In fact, there are a lot more resources to help you than you might realize. Here’s a sneak peek at all of the treasures waiting to be uncovered:
- CD programs, audio courses and online radio
- Grammar books and internet-based games
- Immersion and getting involved in the culture
You could even use websites to find a German friend wishing to practice English! All of these resources can be accessed without having to pay anything.
You might think that it would indeed cost a bit to immerse yourself in German language and culture due to the traveling, but you can actually immerse yourself in German from anywhere!

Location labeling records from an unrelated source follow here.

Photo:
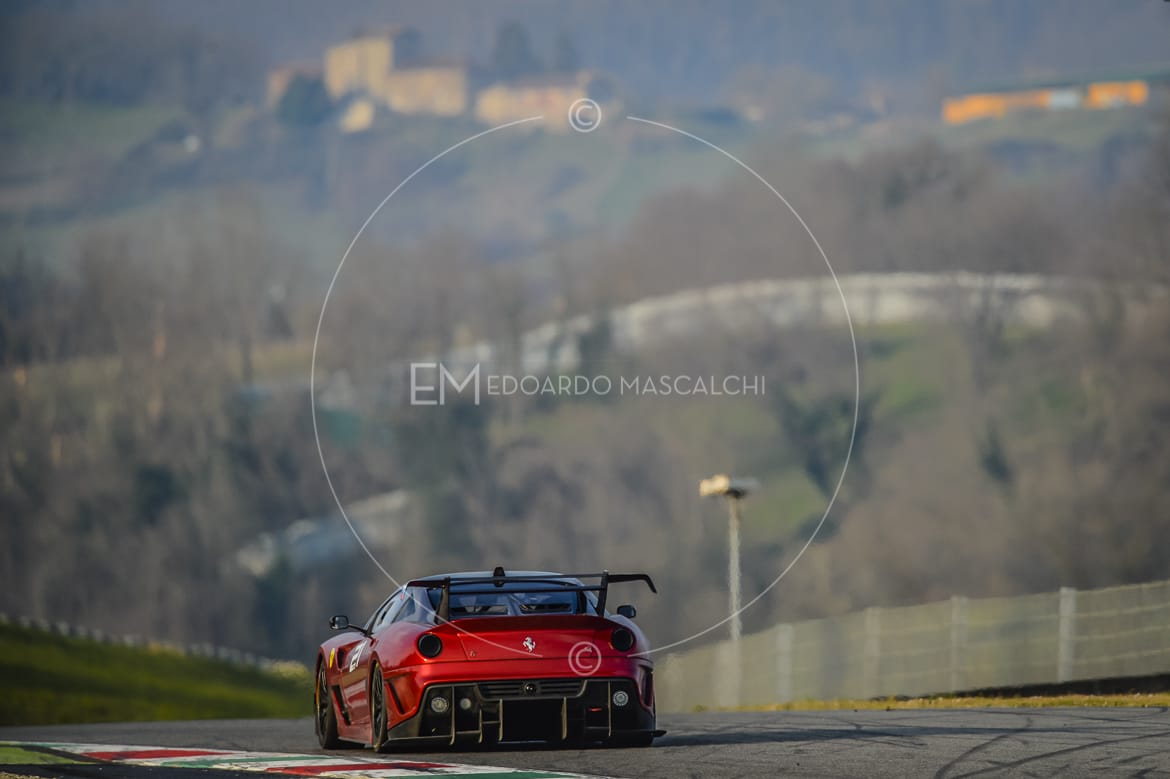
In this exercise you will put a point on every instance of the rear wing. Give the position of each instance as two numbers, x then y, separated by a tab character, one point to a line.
491	585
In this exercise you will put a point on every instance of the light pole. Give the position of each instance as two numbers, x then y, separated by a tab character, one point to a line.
733	489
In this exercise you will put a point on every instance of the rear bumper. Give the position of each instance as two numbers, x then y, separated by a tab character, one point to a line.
559	710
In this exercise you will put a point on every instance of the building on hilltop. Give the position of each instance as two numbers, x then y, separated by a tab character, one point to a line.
280	78
1054	96
548	96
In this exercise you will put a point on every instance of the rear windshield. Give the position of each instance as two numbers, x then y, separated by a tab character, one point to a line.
511	601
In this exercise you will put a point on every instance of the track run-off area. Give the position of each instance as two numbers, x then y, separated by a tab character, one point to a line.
940	743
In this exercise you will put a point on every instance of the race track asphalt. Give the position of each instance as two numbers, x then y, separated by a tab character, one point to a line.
945	744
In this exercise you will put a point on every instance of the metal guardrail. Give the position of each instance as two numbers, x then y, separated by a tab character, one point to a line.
962	643
187	649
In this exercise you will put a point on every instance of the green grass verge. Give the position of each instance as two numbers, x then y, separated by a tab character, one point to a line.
20	756
1133	700
52	678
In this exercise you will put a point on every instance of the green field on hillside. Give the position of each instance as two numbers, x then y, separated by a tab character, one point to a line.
52	678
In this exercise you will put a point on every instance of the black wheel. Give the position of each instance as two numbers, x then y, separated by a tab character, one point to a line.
631	739
325	719
379	737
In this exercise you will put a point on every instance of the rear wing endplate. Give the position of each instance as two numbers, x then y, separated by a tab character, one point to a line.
490	585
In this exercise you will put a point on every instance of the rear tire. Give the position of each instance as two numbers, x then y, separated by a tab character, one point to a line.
631	740
379	735
325	719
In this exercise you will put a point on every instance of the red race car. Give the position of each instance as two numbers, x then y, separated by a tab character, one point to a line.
487	657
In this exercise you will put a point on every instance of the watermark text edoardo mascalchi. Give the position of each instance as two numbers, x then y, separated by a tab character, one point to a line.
432	383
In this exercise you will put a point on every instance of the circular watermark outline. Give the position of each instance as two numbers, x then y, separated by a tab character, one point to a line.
584	115
768	185
580	667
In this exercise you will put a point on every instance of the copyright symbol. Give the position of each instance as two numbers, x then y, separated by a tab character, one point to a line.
584	659
584	115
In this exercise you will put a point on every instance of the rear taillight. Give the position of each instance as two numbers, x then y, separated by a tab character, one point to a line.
623	639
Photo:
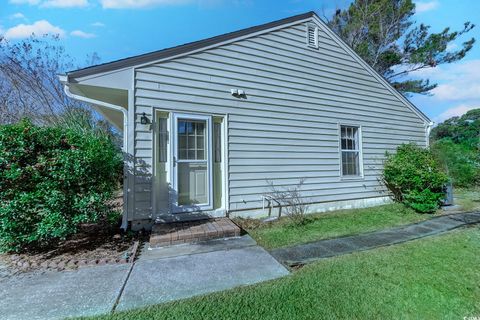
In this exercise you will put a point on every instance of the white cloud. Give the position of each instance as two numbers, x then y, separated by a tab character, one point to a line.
64	3
452	47
82	34
53	3
122	4
38	28
421	6
30	2
458	81
453	112
18	15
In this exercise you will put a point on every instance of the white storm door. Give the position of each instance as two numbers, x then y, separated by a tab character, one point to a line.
192	163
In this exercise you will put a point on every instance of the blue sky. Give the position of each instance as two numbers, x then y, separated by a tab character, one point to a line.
119	28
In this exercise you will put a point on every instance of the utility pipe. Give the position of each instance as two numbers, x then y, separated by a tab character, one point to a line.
427	132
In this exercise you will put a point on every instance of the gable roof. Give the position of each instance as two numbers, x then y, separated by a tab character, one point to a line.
184	48
217	40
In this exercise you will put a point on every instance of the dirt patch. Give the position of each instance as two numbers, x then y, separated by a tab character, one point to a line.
94	244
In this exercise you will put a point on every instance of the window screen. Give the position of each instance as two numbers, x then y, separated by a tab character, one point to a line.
312	35
217	141
350	150
162	139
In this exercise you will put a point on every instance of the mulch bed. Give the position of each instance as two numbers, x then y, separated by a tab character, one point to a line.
95	244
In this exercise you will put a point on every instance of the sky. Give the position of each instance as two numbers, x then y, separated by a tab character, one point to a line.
116	29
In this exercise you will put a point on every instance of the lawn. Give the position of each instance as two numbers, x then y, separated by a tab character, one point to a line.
330	225
431	278
468	199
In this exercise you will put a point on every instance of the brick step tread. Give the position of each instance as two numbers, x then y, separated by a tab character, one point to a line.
190	232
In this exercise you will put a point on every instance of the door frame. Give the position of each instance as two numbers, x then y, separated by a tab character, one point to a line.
173	158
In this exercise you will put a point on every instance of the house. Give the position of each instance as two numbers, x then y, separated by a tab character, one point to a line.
207	125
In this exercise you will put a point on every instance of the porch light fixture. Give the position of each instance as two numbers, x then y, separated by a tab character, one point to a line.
238	93
144	119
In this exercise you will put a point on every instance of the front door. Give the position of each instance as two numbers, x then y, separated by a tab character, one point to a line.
192	163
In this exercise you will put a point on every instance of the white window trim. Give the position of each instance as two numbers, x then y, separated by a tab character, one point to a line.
315	30
360	176
174	166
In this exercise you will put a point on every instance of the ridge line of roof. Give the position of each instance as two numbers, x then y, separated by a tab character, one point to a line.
183	48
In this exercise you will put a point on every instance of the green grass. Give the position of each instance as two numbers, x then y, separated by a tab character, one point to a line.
329	225
468	199
432	278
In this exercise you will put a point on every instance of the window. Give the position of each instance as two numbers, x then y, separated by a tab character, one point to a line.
217	142
350	150
191	140
312	35
162	139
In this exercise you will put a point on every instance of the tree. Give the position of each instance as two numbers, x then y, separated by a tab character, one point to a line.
29	83
30	88
461	130
383	33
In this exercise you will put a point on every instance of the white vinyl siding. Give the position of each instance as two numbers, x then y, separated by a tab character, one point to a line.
287	127
312	35
350	151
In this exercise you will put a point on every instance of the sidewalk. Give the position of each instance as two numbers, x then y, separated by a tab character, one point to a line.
310	252
157	276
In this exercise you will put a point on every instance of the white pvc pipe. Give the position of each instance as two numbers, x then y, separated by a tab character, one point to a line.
428	131
124	111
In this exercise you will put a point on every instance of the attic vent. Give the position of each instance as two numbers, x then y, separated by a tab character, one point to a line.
312	35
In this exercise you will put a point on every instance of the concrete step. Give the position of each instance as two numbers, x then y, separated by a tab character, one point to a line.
167	234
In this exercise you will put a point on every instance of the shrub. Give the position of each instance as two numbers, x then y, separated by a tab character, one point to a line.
414	178
291	200
459	161
51	180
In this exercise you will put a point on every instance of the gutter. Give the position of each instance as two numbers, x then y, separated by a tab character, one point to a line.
428	130
66	89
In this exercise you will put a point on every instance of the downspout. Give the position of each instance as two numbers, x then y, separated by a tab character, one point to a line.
69	94
427	132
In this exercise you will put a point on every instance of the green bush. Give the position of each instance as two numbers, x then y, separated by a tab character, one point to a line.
460	161
414	178
51	180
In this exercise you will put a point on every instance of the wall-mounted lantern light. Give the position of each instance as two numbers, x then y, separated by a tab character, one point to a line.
238	93
144	119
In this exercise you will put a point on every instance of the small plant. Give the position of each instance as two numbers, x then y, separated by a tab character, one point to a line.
414	178
459	160
290	199
51	181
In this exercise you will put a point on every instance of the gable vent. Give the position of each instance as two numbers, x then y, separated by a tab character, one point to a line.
312	35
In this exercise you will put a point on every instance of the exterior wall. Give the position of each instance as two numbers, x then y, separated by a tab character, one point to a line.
287	127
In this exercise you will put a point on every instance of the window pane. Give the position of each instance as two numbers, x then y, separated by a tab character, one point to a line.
200	128
189	127
200	142
181	127
217	141
182	154
162	140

How to Approach German from an English-speaking Standpoint
If you’re an Englisch speaker and wish Deutsch zu sprechen, there are a few things to keep in mind to aid you on your journey to master the German language by yourself. German and English actually come from the same language group, the Germanic language group.
This can be viewed as a real head start over somebody from another language group. For example, it definitely gives a large advantage over a Japanese person trying to learn German. However, while German and English are in the same language group, they share very few of similarities.
The hardest part of the German language would be the grammar. It is one of the few Germanic languages that has kept most of the old fully-inflected grammar, which isn’t too dissimilar from Latin or Russian.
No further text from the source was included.